An application by National Grid to construct two 20,000-gallon fiberglass water tanks at its East Hampton generating station at Cove Hollow Road, did not have enough information for the East Hampton Town Planning Board to vote on it at their July 27 meeting.
In May 2023, new nitrogen oxide emissions regulations will take effect, requiring that gas turbines used to generate electricity run cleaner. National Grid seeks to inject demineralized water into its turbines, which, said Wendy Frigeria, a spokeswoman, “will reduce emissions from the unit.”
“The water mixed with the fuel reduces the flame temperature and therefore reduces the emissions,” she told The Star in an email.
National Grid’s website says it generates electricity by burning gas, which creates heat to power a turbine. “The rotation of this turbine spins a generator, which creates electricity.”
In addition to the water tanks, a 180-square-foot equipment building is necessary to house a water pump, piping, and associated controls.
Jean Galante, a land planner speaking for National Grid, explained to the planning board that water would enter a “portable water-demineralizer trailer” which would remove minerals before the water enters the storage tanks. From the tanks, the water would enter the equipment building, before being mixed with the fuel.
The board noted that while the property is large, 17.6 acres, and has been in use by National Grid since the 1960s, residents could be concerned with lights and noise from the project.

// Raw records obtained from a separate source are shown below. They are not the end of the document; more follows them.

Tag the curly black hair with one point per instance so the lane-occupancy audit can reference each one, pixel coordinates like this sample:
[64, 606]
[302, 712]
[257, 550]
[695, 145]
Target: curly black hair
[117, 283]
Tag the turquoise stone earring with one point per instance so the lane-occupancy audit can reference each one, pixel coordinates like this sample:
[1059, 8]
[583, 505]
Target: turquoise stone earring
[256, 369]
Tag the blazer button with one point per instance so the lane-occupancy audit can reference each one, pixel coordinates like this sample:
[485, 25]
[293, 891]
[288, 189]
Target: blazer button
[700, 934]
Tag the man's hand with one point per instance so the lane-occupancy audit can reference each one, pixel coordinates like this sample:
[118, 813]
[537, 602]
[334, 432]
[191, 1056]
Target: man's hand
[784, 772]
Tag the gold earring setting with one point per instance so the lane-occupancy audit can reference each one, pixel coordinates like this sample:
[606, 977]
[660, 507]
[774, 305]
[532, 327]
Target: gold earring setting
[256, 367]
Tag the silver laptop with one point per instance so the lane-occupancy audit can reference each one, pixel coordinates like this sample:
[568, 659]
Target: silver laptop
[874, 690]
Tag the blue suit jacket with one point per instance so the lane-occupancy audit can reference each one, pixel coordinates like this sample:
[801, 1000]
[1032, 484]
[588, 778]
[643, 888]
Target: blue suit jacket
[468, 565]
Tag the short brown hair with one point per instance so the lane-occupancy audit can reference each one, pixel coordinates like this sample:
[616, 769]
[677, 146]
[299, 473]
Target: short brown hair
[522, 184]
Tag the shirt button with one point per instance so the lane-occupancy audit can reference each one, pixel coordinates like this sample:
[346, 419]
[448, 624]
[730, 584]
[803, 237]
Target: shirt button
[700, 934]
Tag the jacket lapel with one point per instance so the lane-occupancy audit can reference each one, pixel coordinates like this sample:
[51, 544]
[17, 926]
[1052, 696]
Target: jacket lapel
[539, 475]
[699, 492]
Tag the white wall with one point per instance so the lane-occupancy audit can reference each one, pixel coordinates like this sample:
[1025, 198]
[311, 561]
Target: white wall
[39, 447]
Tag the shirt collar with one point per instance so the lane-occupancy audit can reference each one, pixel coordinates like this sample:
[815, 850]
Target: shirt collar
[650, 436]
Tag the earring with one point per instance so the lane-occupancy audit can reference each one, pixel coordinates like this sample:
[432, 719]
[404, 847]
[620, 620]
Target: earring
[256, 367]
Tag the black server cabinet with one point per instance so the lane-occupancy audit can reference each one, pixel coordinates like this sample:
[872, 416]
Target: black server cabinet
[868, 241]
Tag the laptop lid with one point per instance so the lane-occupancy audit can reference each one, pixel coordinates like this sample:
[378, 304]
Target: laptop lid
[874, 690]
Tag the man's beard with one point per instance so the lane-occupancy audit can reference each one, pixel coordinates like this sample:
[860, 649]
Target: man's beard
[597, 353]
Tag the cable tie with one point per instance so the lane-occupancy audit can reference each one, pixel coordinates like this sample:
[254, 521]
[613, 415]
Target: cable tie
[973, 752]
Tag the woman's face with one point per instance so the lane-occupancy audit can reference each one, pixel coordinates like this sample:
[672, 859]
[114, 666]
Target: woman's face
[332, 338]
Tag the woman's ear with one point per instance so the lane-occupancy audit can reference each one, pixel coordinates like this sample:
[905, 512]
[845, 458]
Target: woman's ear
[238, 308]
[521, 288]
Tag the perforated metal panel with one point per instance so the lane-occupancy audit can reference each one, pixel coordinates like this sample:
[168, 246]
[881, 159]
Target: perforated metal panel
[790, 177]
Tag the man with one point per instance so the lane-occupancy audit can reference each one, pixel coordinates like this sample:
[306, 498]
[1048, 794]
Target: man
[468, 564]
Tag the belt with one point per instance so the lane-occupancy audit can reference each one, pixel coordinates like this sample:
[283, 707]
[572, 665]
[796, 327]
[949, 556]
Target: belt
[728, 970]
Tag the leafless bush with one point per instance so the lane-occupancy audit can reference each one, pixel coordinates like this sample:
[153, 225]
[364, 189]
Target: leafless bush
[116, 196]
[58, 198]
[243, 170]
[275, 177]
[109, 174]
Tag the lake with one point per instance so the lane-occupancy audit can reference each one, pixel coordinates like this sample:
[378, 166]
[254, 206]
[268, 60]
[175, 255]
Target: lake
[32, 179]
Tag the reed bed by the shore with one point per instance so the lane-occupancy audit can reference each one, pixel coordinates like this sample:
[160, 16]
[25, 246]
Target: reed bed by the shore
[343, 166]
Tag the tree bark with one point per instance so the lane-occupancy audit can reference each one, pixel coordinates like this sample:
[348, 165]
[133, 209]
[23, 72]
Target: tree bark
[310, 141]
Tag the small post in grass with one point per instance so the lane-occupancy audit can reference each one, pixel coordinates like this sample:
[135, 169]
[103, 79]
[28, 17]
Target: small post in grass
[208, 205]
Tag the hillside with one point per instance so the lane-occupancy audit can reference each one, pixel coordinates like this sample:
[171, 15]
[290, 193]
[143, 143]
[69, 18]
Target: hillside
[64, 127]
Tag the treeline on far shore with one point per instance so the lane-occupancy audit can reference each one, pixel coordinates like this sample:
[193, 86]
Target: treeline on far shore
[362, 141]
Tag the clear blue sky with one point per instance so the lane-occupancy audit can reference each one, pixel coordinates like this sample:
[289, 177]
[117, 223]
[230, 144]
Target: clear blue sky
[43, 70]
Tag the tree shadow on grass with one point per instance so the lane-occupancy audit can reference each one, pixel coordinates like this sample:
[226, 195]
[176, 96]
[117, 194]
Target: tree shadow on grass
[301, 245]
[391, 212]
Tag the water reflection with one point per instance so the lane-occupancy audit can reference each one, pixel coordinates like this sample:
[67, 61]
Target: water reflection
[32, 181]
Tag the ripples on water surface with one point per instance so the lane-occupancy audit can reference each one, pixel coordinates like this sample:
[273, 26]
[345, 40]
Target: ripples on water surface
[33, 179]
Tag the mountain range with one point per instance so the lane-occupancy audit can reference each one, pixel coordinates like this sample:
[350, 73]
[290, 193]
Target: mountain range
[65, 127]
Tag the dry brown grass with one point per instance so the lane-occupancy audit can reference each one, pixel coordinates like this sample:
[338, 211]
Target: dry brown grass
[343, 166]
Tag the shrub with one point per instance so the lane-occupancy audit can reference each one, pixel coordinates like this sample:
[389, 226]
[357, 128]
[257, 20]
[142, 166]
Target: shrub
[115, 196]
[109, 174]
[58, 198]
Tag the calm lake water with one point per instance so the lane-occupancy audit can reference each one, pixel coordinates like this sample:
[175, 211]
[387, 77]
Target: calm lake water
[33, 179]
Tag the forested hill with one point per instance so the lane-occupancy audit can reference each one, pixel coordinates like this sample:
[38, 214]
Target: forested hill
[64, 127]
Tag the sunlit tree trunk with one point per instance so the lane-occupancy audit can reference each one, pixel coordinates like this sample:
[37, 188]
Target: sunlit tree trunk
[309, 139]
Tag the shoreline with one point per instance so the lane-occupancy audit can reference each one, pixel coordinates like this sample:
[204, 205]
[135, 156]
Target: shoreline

“Is there wastewater from the process?” asked Randy Parsons, a board member.
“I don’t know,” said Ms. Galante.
“It’s also a special groundwater protection area,” said Samuel Kramer, board chairman.
Mr. Parsons wondered about the demineralization process. “Something happens to the minerals,” he said.
“How are those minerals disposed? What happens to it?” asked Mr. Kramer. Ms. Galante didn’t have that information either.
Ed Krug, a board member, said that while the board must deal with the application at hand, “This is also going to be the site where the cable from the offshore wind turbines connects to the grid. It would be nice to have some sense for what else is coming down the pike on this site.”
“It’s worth mentioning,” said Mr. Kramer, “but this is a discrete application, separate from anything else that’s coming up.”
Ms. Galante agreed to get more information about the position of the demineralization trailer, and about how the process would reduce emissions. The board deemed it too early to discuss whether a public hearing was necessary until all the information comes in.